With so much at stake, now more than ever, creating a culture of excellence across all of these areas requires leaning into technology and automation.
Reasons to Embrace Digital
Here are seven ways today’s c-stores can embrace a more digital future and elevate the return they get on their technology investments at the same time:
1. Increased Accountability
Digitized processes and checklists ensure that routine assessments, inspections and preventative equipment maintenance are all performed as expected. Automation ensures tasks are scheduled at the right time and assigned to the right employees. It lets you see which tasks are being done, when they are done (checks are time-stamped), and by whom they are done.

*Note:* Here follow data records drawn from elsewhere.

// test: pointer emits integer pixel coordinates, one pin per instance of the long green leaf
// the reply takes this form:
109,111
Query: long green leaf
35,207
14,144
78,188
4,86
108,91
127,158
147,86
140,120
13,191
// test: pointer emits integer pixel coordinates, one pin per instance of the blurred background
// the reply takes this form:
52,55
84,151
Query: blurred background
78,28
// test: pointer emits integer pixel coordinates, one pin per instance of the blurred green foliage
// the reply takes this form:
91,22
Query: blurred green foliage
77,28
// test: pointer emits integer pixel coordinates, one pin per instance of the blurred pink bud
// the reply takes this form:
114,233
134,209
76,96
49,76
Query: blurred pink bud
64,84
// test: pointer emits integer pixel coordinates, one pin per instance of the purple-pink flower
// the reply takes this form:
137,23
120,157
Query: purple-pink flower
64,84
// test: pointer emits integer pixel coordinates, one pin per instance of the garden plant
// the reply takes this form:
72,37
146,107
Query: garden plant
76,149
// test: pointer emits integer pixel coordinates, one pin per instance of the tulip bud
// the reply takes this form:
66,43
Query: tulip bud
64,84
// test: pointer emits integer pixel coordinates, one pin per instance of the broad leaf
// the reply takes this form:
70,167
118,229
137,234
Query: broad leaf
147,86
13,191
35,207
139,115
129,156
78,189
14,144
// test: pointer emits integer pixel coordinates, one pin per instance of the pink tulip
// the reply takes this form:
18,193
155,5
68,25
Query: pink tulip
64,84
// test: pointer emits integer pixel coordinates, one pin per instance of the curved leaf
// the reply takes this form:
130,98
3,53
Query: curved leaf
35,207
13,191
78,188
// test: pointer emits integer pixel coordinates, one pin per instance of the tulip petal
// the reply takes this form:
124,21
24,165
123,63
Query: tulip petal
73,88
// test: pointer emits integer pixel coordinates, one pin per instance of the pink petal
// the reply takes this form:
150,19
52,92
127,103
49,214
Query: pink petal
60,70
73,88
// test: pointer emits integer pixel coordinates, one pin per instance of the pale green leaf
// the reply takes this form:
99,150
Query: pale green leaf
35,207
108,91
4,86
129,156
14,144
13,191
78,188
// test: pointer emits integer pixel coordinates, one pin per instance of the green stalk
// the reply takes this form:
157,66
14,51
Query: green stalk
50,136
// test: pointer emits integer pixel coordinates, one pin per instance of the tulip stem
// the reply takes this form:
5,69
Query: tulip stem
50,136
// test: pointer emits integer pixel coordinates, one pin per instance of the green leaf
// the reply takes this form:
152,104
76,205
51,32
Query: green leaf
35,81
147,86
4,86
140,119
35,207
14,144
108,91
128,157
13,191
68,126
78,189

This lets operators know that everything they’ve put in place — from environmental checks to equipment inspections to food safety procedures — are followed and completed as expected.
2. Increased Productivity
Automation means you free up time for employees that could be better spent serving customers or running the store. In addition, managers are alerted of issues and able to review digital logs and pull pertinent information far more efficiently.
3. Improved Visibility & Control
Digital recording allows managers to access records centrally through the cloud for any store location at any time. It provides information, metrics, insights and trends based on geographical location, store types, ownership type, and more. This allows complete visibility — from minute details to chainwide processes — and enables leaders to make changes to their programs and ensure corrective actions are taken without having to physically visit a site, all in real-time.
4. Get Better Data & More of It
When you go digital with checklists, and utilize Bluetooth Low energy (BLe) probes and even IoT sensors, you not only get much more data, but you also get more accurate data. Stores can then use this data to perform more accurate analyses and detect issues and trends that impact performance, quality, safety, and the guest experience.
5. Receive Alerts About Potential Issues
When automated monitoring sensors notice a potential problem (such as an out-of-range temperature control), they act as an early warning system. Employees are alerted before a more serious safety hazard develops.
6. Improve Record Security & Access
By hosting all of your data in the cloud, you eliminate the need for storage space, filing systems and physical security — and your important data becomes more secure, efficient and organized.
7. Ingrain Brand Standards & Standard Operating Procedures
Through the digitization of hourly, daily, weekly, monthly and quarterly routines, both regulatory standards and standard operating procedures (SOPs) for the brand become ingrained in the way employees work. This cultivates a culture of continuous improvement and optimization focused on safety and operational excellence — from entry-level employees to senior management.
The above benefits not only bring about daily changes to store operations, but also drive greater efficiency and profits. And they are only just the beginning when it comes to what technology can do to help stores execute on their safety, quality and customer experience goals.
While technology can be used in so many ways in retail today that it can be overwhelming, the changes and complexities that have emerged over the past 18 months have shown us that there’s no time like the present to embrace a more digital future, even if it’s one step at a time.
Jim Hardeman is Chief Product Officer and Chief Marketing Officer for CMX, a provider of cloud-based Enterprise Quality Management Software (EQMS). His responsibilities include strategic initiatives, driving product direction, positioning, and marketing. Hardeman directs and oversees strategy for all software products for the company.